Kenya has long been a generous host to refugees from across the region. The Government of Kenya, through the Nairobi Action Plan and Comprehensive Refugee Response Framework, has committed to enhancing the self-reliance of refugees. Kenya, I know, understands that hosting refugees not only honors its regional and international commitments, but also has benefits for the country. Kenya deserves our gratitude for its hospitality.
But we all know the challenges refugees face, and it is clear that now is the time for all of us to do more and to find better ways to help refugees more effectively. The goal is to provide more than humanitarian help. It’s to give refugees – and the local communities around them — more opportunities for development, better infrastructure, and improved access to health care and other social services. Doing so, we know, benefits everyone and I welcome the initiatives underway by the Kenyan government, county government, and international partners.

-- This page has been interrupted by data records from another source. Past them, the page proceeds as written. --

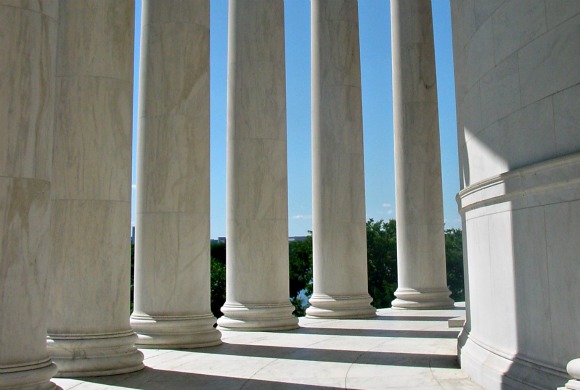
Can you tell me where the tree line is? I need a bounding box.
[131,219,465,318]
[206,219,465,317]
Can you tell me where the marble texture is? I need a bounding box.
[131,0,221,348]
[306,0,375,318]
[218,0,298,330]
[452,1,580,389]
[56,307,481,390]
[391,0,453,309]
[47,0,143,377]
[558,359,580,390]
[0,1,58,389]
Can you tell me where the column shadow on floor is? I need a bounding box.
[278,327,459,339]
[197,342,459,368]
[375,316,457,322]
[77,367,338,390]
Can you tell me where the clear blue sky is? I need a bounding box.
[131,0,461,238]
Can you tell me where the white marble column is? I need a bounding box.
[306,0,375,318]
[48,0,143,377]
[131,0,221,348]
[391,0,453,309]
[559,358,580,390]
[0,1,58,389]
[218,0,298,330]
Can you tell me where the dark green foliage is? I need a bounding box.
[445,229,465,302]
[288,232,312,317]
[210,242,226,318]
[131,219,465,317]
[367,219,397,308]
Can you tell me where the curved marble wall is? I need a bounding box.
[452,0,580,389]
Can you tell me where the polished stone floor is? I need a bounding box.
[53,307,480,390]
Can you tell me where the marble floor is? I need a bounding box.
[53,307,480,390]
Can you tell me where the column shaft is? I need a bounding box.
[218,0,298,330]
[48,0,143,377]
[0,1,58,389]
[131,0,221,348]
[391,0,453,309]
[306,0,375,318]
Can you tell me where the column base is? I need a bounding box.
[391,287,454,310]
[218,302,298,331]
[0,358,58,390]
[47,331,145,377]
[306,294,377,319]
[131,313,222,349]
[459,334,568,390]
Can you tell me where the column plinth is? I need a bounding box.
[306,0,376,318]
[218,0,298,330]
[0,0,59,390]
[47,0,144,377]
[47,330,143,377]
[131,0,221,348]
[391,0,453,309]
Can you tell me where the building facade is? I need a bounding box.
[0,0,580,389]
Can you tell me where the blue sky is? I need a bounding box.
[131,0,461,238]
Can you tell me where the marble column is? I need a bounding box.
[559,359,580,390]
[131,0,221,348]
[48,0,143,377]
[391,0,453,309]
[306,0,375,318]
[218,0,298,330]
[0,1,58,389]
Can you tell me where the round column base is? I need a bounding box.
[0,358,58,390]
[47,331,145,378]
[460,334,574,389]
[391,287,454,310]
[218,302,298,331]
[131,313,222,349]
[306,294,377,319]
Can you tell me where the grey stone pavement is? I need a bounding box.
[53,306,480,390]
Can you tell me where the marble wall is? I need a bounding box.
[452,0,580,389]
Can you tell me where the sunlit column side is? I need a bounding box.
[218,0,298,330]
[391,0,453,309]
[0,1,58,389]
[48,0,143,377]
[306,0,375,318]
[558,358,580,390]
[131,0,221,348]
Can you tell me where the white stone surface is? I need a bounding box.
[558,359,580,390]
[218,0,298,330]
[452,1,580,389]
[0,1,58,389]
[131,0,221,348]
[55,307,481,390]
[306,0,375,318]
[48,0,143,377]
[391,0,453,309]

The United States plays a leading role in responding to the needs of refugees around the world and here in Kenya. We provide support to help refugees return home voluntarily in safety and dignity when conditions permit. We are committed to finding durable solutions for refugees and their families, to help every refugee to rebuild his or her life in safety, dignity, and peace.
While we work to promote lasting peace, stability, and human rights in conflict areas so that refugees may one day return to their countries, we know that for some this may not be possible or take a long time – which is why our new efforts with refugees and communities are so important. Refugees, as demonstrated by today’s speakers, want to contribute their knowledge, talents, and skills to the world. Allowing them to do so permits refugees to “Thrive,” the theme of today’s event.
“Thrive” means, of course, to prosper, to flourish, to grow or develop well or vigorously. Today’s speakers and the refugees of Kakuma define “thrive.” You show how empowering refugees leads to a more peaceful, tolerant, and prosperous world for all of us; how we “thrive” by working together.
Thank you to the other organizations co-sponsoring today’s TED-x program, including: Safaricom, H&M Foundation, FilmAid, The World Bank, UNICEF, the European Union, MOSOUND, and, of course, UNHCR. We are pleased to be able to join you in supporting this phenomenal initiative.
And many thanks to TED-x for providing the avenue to share the important messages of today with a global audience.
I look forward to the rest of today’s program and to hearing more about how refugees are turning the difficult and challenging experience of displacement into an opportunity for growth, development, and prosperity for themselves, for local communities, and for the world.